The U.S. Department of Education has now spelled out what the nine runner-up finalists from last year’s Race to the Top competition must do to get a piece of the $200 million consolation prize.

[UPDATE, 11/17, 12:20 p.m.] This new money, which makes for a third round of the Obama administration’s signature education-reform initiative, must be spent on a piece of a state’s second-round Race to the Top proposal that seeks to advance the state’s comprehensive reform agenda, according to the department. Importantly, though, a state must make the case that whatever it chooses will also improve STEM education. STEM, or science, technology, engineering, and math, has become an important priority for the Obama administration, and most recently, was a big beneficiary of the latest round of Investing in Innovation grants. For this latest round of Race to the Top, grant money doesn’t necessarily have to be spent on STEM programs, it’s just that a state must identify an area to focus on that will also benefit STEM (such as raising standards in all subjects).

For states to qualify, according to the rules the department put out today, they must meet nine requirements or “assurances”. For one thing, they must be in compliance with maintenance-of-effort requirements in the Education Jobs Fund, which already means South Carolina (if it had even wanted the money) wouldn’t be eligible.

The state also has to be in compliance with certain requirements regarding its data system under the State Fiscal Stabilization Fund, a one-time pot of federal stimulus aid. (Could California be in trouble for this?)

There must also be no firewall between student and individual teacher data. Also, a state has to maintain any laws and rules that it used to beef up its original round-two Race to the Top application around teacher evaluations, school turnarounds, expanding charter schools, and adopting common standards and assessments. So no backtracking allowed.

In addition, the application must be signed by the governor, the state schools’ chief, and the president of the state’s board of education.

The funding comes from the fiscal 2011 budget deal Congress reached earlier this year. A separate $500 million pot of money was set aside for an early-learning version of Race to the Top.

Awards will be based on the size of a state’s student population, and will range from $12 million to $49 million.
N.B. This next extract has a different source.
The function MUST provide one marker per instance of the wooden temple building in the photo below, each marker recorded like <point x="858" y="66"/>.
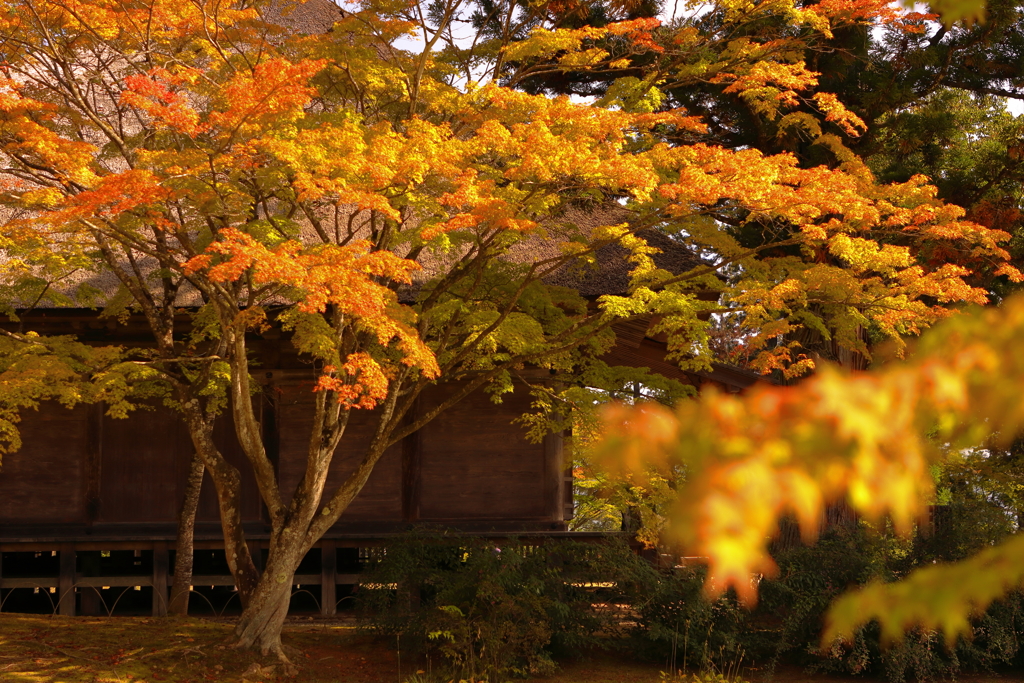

If every one of last year’s finalists applied, which isn’t likely, this is how the awards would be broken down: $12.25 million for Colorado, Louisiana, South Carolina, and Kentucky; $17.5 million for Arizona; $28 million for Illinois, Pennsylvania, and New Jersey; and $49 million for California.

That’s not a lot of money for so many strings attached, but, for states that are plowing ahead with the education-reform agenda they spelled out in Race to the Top, it might be easy money.

The application process will be in two steps. States have until Nov. 22 to file proof that they meet all of those assurances. If the Education Department agrees, then states have until Dec. 16 to make their pitches for STEM projects.